Alizarin Red S staining of calcium nodules.  Calcification was assessed by Alizarin Red S staining in replicate cultures (n = 4 per group). Briefly, three cover slips were put into six wells over which cells migrated. Cover slips were washed twice in cold PBS, fixed (acetone, 0°C, 20–30 min.) and stained with 1% Alizarin red S (Sigma, St Louis, MO,USA) (pH 6.3, room temp., 5–10 min.). In light microscopic images, dark red-stained calcium depositions termed as ‘calcium nodules’ were counted using Photoshop image analysis. The percentage of calcium nodules over the entire cover slip area was determined for each group.

Measurement of calcium deposition.  Cells were washed in PBS twice and incubated in 0.6 M hydrochloric acid at 37°C for 24 hr to induce decalcification. Calcium content in the supernatant was measured colorimetrically using a calcium determination kit (Nanjing Jiancheng Institute of Biological Engineering, China). Cells were then washed in PBS (2X) and incubated with 0.1 N NaOH/0.1% SDS (Xian Bao Bio Co. Ltd, Xi’an, China) for 20 min. Protein content in cell supernatants was measured colorimetrically in the Bradford assay. Calcium deposition was calculated as the ratio of calcium content to protein content (mmol/mg protein).

Cellular alkaline phosphatase activity.  Cells were washed in PBS (3X) and incubated in 1 % TritonX-100 (Hua Mei Biological Co. Ltd, Xi’an, China)/0.9% NaCl (20 min.) and centrifuged (1000 rpm, 10 min.). Alkaline phosphatase activity in cell supernatants was measured using an alkaline phosphatase detection kit (Nanjing Jiancheng Institute of Biological Engineering. Nanjing, China). The alkaline phosphatase activity was expressed as King units/100 mL.

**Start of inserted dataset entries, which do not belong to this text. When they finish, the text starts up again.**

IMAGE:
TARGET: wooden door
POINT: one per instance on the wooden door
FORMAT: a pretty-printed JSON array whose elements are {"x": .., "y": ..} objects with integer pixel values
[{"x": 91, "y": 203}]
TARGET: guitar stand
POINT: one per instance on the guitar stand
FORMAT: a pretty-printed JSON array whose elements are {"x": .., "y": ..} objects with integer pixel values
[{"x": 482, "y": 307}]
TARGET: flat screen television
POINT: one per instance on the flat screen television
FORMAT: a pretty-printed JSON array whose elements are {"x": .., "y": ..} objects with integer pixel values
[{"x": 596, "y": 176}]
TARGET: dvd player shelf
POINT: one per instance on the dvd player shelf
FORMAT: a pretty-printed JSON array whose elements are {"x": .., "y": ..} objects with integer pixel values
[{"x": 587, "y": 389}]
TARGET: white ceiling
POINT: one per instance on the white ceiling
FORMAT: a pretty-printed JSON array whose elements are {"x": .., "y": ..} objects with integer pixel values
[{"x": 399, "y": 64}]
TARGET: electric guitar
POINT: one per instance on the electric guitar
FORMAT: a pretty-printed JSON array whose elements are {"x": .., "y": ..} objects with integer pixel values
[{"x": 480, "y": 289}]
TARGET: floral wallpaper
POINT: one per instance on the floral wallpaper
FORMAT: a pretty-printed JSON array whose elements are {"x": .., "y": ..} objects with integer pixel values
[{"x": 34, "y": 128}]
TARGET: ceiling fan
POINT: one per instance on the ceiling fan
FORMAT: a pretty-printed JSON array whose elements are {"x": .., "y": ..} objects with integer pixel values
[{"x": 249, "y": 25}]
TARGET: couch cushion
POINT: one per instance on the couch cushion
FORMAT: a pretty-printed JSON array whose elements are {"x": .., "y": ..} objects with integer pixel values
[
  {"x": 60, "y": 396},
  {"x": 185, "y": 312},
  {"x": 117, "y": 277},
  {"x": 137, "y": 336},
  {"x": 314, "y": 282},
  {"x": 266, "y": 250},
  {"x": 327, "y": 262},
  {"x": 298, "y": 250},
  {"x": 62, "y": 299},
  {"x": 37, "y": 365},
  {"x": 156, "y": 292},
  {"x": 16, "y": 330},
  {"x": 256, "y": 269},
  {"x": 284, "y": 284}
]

Cellular proliferation assay.  Cells were cultured in a 96-well culture plate at a density of 5 × 104/well. On the second day, cells were exposed to serum-free DMEM for 24 hr. The AT groups were incubated with 1, 5 or 10 μM AT for 24 hr. Following this, 10 mM β-glycerophosphate (Sigma, St Louis, MO, USA), 1 × 10−7 mol/L insulin and 50 μg/L vitamin C were added to the CA and AT groups and cells were further incubated for 72 hr. Culture media was removed and cellular proliferation was assessed by MTT assay (Beijing Amoi Biological Co., Ltd, Beijing, China). Briefly cells were exposed to MTT (2.5 g/L, 20 μL per well) for 4 hr. Upon removal of the supernatant, cells were treated with DMSO (150 μl/well) and agitated for 10 min. Absorbance (A490 nm) was measured in 12 replicate wells for each group.

Statistical analysis.  One-way anova was used to compare variance between groups and data are presented as mean±S.D. Post-hoc t-test with Bonferroni adjustments were performed for pair-wise groups separately. Statistical significance was determined at p < 0.05. Bonferroni post-hoc tests were set at significance levels of p < 0.0167 for groups (n = 3) in the first experiment and p < 0.005 for groups (n = 5) in the second experiment. All statistical analyses were performed using the SPSS 15.0 statistics software (SPSS Inc., Chicago, IL, USA).

Results

  1. Top of page
  2. Abstract
  3. Materials and Methods
  4. Results
  5. Discussion
  6. Funding
  7. Acknowledgements
  8. Conflict of Interest
  9. References

Changes plasma triglyceride, LDL-CH, HDL-CH and calcium concentrations.

The changes in the plasma concentrations of triglycerides, LDL-CH, HDL-CH and Ca2+ are summarised in table 1. There was no significant difference in pre-treatment plasma Ca2+ levels between the three groups for any of the four measurements. Post-treatment, plasma Ca2+ levels in the CA and AT groups were significantly higher than pre-treatment levels. Post-treatment plasma Ca2+ levels were significantly different between the three groups (p < 0.001) such that the CA and AT groups were significantly higher versus the non-treated control group, and the Ca2+ levels in the AT group were significantly lower compared to the CA group. There was no difference between post-treatment versus pre-treatment levels among any of the groups for plasma triglyceride, LDL-CH or HDL-CH concentrations.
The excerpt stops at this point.